Похолодеет душа, Что за богач здесь чудит? А под окном, чуть дыша, Бедный художник стоит.

О, как хочется порой, забыв об изысканных коньяках, упиться сивухи с соленым до невыносимости огурцом!

Художник и вправду стоял у нее под окном. Он был неровно побрит, с двумя ярко заметными болячками на физиономии: порезался от волнения; на нем был светлый костюм, который последний раз он надевал на свадьбу; тогдашнюю свою невесту он не видел лет уже пятнадцать. Художнику было скверно. Он, правда, вчера не пил — недешево ему это стоило, — но, чтобы обрести человеческий облик и приличное самочувствие, ему нужна была, как минимум, неделя. Физиономия все равно была опухшая, башка болела, подергивались локти и колени. Прошибало мерзким потом. Да и выхлоп от него, должно быть, стоял. Все это он понимал.

Сердце часто и меленько билось, прямо трепетало, как бабочка, с чего-то, впрочем, застрявшая на одном месте. Нет, не с бодуна оно билось.

Он смотрел на площадь, куда прибывали и прибывали ревущие грузовики, груженные алыми розами. Все больше, все больше наполнялась площадь цветами.

А он смотрел и временами не понимал, зачем это все. Ей он все равно не нравится, и не откупишься тут цветами. Последний рывок, агония, в сущности. Так она, по крайней мере, его заметит и запомнит, а до этого три раза его с ней знакомили, но балованная актриса всякий раз его забывала, не только имя, но даже лицо.

Просто сказать: НА! НА, ПОДАВИСЬ!

Это и должны были сказать цветы. Уже это.

Он старался не думать о своем поступке. Он продал дом и картины — те, что взяли — и на все это накупил цветов. Алых роз. Его поступок, он понимал, в равной степени можно было назвать и истероидной психопатией, и проявлением рыцарственности его натуры; все будет зависеть от того, кто будет судьей. Чужие, равнодушные люди будут судить его.

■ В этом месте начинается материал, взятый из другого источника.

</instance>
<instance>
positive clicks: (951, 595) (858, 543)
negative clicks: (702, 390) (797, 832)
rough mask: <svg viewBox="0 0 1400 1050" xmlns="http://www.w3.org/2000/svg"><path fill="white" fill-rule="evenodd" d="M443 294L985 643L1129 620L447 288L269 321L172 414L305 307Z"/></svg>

Он старался не думать, что будет завтра. Без дома, без денег, без ни хера. И даже без картин. Кто знает, может, они и вправду кому-то нужны, его картины? Кому-то они все-таки нравятся? Может, и еще кому-то понравятся. Даже сейчас обрывки не долежавших свое замыслов крутились в голове. Четвертьзамыслов, полузамыслов, почти уже готовых замыслов. Удастся ли их воплотить? Художник был настоящим художником — замыслы правили им, а не он ими, по замыслам он и жил; сердце, так сказать, билось в унисон. Он и оживал-то только, когда писал, — обычная, впрочем, история. Но сможет ли он воплотить… Ладно, хватит пока об этом, хватит! Лучше подумай, что ты сегодня будешь жрать? Где ночевать? А завтра? А послезавтра?

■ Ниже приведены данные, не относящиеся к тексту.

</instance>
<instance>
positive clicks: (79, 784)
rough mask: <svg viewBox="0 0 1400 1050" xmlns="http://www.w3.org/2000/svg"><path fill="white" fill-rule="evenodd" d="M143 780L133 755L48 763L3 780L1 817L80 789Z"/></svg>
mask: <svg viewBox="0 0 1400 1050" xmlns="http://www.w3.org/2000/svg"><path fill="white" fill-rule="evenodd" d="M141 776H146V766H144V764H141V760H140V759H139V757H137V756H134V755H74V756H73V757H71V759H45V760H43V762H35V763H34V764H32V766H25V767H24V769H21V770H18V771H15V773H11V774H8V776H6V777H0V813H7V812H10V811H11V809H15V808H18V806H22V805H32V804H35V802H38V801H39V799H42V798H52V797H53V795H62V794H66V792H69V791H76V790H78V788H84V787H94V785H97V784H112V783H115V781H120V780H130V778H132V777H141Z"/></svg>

Нет, не буду я об этом думать. Я буду думать о том, что скоро увижу ее.

Он оглянулся на площадь. Площадь цветами полна.

Он опять подумал о ней, о предстоящем свидании и весь преисполнился такого бессмысленного восторга, что забыл уже все на свете… Уже все стало все равно.

И таки да. Теперь актриса его запомнит навсегда, в этом не может быть никаких сомнений.

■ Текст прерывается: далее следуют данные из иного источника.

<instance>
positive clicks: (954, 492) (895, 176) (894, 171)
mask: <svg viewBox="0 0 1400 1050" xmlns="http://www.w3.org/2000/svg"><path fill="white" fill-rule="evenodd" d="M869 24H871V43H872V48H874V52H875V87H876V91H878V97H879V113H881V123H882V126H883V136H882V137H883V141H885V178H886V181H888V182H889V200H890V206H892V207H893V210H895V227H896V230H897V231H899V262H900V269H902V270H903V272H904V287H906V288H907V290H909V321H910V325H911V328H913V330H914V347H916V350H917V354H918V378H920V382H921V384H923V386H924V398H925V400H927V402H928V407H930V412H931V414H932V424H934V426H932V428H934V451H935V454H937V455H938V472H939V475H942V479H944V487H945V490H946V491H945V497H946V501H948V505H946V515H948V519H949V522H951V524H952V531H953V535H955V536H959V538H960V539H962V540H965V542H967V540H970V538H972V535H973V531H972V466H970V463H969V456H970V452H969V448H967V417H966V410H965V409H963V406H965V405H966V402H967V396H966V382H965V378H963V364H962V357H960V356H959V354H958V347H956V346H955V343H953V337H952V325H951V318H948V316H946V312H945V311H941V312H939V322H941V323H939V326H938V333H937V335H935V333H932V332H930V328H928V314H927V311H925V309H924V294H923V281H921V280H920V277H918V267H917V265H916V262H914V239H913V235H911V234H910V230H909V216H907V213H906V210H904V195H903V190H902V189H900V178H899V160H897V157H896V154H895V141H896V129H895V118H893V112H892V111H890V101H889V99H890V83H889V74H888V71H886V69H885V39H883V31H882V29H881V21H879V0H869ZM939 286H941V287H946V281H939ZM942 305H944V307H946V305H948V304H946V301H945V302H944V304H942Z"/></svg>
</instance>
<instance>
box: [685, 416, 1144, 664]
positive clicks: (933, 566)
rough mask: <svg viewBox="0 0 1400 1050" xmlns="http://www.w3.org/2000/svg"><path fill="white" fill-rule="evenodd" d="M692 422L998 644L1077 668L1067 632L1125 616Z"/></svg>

Они сидели в ее затемненной, затененной комнате. Художник даже толком и не рассмотрел, что в этой комнате было.

Актриса была чуточку бледна. Слегка побледневши. Или ему так казалось? И говорила не без труда, иногда как бы чуть-чуть заикаясь. Или показалось? Говорила что-то бытовое, малозначительное. Забавно, в сущности. А он и вовсе нес невесть что. И то и дело бегал хлестать воду из-под крана. И пить дико хотелось, и от разговора отдохнуть.

Встреча была коротка, В ночь ее поезд увез…

До него не сразу дошло, что сейчас, вот сейчас она уезжает. Несколько секунд он был между жизнью и смертью. А потом широко улыбнулся и сказал ей: бон вояж. А чего еще можно было ожидать? Все, что можно было сделать, сделано. Глупо было рассчитывать на большее. Он ведь и не рассчитывал. Ведь так?

Художник, выйдя от нее, пошел по площади, не имея представления о том, куда идет, стараясь поменьше смотреть на грузовики и валяющиеся повсюду алые розы.

Что было дальше? Дальше было еще хуже — даже рассказывать об этом неохота; кроме того, и так уже все рассказано.